On an appropriately cold and frosty morning the wood arrived, bathed in the glow of autumnal morning light. Large logs (or more accurately small trees) were piled up in less time than it takes to brew tea; there they are in all their glory.
This weekend Stephen made a start on chainsawing and splitting the wood, with the aid of his birthday chainsaw and a splitter loaned to us by a lovely neighbour. The work was pleasant in the afternoon sunshine and I even had a try with the splitter which was nearly as much fun as a kitchenaid appliance with the added bonus of firewood at the end instead of, you know, cake.
But why all the wood? I hear you question curiously. Well, as well as keeping the house cosy with our wood stove, we are going to add a wood fired water gasification unit to heat radiant floor heating through the deepest parts of winter. While the stove keeps us very cosy it is a secondary source of heat and doesn’t fully heat upstairs or right through the house on those -40C days we get here in the frozen north. With the unit we have our eye on we’ll be extremely cosy and warm throughout the snowy season and the wood pile that sits happily next to the hay should keep our house heated for about 3 years.
Yes years. For half the price of a season of propane we hope to stay cosy and warm with the added advantage of using a renewable resource that exists in abundance here in Canada. It also exists in abundance on our land, so in the long run we’ll be taking wood from our own woodlands and forests to heat our house with only the cost of our own labour attached to it. By clearing dead wood from the forest and managing our wood lot we will improve it’s health and support new, healthy growth. Our current store of wood will last us for a good long while giving us time to collect and season the wood from our own land.
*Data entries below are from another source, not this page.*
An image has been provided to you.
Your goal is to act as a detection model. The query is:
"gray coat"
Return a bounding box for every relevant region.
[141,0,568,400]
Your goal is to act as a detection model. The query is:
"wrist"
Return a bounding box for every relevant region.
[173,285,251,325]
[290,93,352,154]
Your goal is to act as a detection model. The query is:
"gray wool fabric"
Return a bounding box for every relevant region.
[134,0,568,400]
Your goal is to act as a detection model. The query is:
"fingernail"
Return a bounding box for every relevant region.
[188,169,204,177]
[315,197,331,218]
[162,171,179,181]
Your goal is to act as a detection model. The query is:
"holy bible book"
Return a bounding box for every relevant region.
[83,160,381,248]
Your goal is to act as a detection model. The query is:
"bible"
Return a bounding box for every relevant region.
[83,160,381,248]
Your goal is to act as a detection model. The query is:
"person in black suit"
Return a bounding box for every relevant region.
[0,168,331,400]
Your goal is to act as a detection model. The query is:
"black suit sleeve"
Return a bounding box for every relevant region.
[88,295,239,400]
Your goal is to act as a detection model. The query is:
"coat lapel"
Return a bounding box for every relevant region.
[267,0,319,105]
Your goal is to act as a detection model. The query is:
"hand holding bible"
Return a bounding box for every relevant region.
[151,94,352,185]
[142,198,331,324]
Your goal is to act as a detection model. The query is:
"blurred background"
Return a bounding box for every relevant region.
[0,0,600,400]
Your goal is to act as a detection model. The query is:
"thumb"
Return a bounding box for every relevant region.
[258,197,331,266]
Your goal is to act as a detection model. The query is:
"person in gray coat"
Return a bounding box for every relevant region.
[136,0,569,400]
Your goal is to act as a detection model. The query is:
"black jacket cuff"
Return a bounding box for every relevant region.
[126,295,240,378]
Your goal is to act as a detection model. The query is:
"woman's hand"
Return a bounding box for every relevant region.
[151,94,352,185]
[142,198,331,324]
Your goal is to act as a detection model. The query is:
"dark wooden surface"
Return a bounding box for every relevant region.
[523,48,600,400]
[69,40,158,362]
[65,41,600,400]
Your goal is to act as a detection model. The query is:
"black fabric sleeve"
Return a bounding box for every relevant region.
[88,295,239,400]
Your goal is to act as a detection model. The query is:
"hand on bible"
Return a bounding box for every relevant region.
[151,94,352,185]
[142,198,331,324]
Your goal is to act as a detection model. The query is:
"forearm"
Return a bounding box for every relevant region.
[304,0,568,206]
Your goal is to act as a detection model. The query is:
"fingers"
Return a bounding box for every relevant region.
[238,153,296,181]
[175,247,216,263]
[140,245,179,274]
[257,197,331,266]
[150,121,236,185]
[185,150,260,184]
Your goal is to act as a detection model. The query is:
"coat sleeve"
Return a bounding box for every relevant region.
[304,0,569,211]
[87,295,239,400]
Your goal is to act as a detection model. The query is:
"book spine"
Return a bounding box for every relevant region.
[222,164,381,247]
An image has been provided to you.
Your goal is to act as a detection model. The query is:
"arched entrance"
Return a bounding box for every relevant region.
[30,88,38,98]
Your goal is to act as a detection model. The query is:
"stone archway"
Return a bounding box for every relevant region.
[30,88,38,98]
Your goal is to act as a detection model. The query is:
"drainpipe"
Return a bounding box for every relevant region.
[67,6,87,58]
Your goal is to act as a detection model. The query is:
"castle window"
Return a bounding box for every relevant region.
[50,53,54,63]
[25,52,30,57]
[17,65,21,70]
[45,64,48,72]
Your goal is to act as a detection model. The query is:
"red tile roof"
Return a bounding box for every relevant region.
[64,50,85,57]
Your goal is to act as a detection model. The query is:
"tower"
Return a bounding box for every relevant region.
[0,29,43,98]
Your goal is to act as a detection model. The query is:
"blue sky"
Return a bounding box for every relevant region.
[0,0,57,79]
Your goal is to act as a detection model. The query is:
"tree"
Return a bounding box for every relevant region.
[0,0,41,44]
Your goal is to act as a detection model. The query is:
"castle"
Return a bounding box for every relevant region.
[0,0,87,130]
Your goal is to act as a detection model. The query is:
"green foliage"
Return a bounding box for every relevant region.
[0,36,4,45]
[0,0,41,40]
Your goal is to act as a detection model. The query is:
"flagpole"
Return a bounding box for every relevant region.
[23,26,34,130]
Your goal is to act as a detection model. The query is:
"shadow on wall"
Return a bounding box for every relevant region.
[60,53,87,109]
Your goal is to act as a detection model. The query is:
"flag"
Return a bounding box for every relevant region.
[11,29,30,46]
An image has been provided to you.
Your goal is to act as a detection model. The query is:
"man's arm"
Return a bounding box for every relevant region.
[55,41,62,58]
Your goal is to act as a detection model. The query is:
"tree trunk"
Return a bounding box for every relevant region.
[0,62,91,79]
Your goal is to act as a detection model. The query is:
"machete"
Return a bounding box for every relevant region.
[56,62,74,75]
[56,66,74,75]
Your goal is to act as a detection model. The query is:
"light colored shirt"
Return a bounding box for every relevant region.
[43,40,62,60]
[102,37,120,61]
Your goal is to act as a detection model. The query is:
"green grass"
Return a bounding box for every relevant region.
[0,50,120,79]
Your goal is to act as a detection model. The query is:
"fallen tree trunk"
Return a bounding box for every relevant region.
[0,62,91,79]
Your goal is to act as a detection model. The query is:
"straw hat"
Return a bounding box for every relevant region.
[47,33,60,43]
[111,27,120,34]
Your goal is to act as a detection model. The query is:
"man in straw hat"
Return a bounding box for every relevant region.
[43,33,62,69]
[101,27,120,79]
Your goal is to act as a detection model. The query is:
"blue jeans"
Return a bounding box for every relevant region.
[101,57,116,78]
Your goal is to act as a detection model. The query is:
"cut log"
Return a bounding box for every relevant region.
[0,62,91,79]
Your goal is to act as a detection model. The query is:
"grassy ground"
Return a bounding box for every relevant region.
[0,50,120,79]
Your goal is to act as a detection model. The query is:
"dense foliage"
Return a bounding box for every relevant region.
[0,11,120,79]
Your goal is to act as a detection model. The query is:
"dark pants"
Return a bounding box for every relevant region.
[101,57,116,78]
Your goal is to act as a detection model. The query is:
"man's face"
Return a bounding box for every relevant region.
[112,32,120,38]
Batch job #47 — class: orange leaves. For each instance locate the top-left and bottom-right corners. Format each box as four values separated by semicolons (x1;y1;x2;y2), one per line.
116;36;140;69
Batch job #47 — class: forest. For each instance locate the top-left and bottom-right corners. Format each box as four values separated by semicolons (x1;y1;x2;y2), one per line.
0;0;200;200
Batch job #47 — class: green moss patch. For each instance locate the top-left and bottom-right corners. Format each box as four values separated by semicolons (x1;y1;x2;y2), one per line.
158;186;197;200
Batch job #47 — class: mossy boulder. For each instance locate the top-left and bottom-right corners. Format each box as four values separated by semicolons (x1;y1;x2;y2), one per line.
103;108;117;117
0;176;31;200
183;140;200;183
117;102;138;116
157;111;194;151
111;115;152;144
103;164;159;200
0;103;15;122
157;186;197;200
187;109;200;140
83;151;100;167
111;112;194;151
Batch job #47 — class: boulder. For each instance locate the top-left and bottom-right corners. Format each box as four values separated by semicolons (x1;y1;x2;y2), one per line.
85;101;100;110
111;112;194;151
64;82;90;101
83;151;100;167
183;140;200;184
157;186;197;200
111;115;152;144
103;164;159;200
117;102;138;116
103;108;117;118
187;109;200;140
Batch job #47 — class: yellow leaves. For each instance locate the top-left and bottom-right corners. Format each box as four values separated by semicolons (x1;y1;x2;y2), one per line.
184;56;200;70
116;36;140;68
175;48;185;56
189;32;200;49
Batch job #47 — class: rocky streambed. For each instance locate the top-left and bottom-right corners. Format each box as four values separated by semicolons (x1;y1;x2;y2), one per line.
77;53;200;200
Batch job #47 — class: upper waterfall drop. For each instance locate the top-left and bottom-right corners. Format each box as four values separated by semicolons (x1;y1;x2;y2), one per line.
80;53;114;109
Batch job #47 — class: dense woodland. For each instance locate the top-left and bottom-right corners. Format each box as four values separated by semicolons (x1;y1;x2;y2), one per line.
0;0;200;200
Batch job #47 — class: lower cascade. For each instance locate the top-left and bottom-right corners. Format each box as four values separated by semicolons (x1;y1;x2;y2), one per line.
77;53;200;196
Knowing that we can heat our house from the resources we have right here is an extremely cosy feeling. The less we have to bring in from the outside world the happier we are, especially when that thing is the economic equivalent of grinding up diamonds and ferraris and shoving them in your boiler. It will be a bit more work, adding wood each day, cleaning out each week, checking creosote levels, wood moisture content, dials and readouts. But it is the right kind of work, like making bread or growing food, the kind that fills you up and makes you satisfied at the end.
It’s been a busy season and I think we are all ready for some restful hours by the fireside. Though I’m in no rush I admit I’ll welcome quiet afternoons of falling flakes and flickering flames.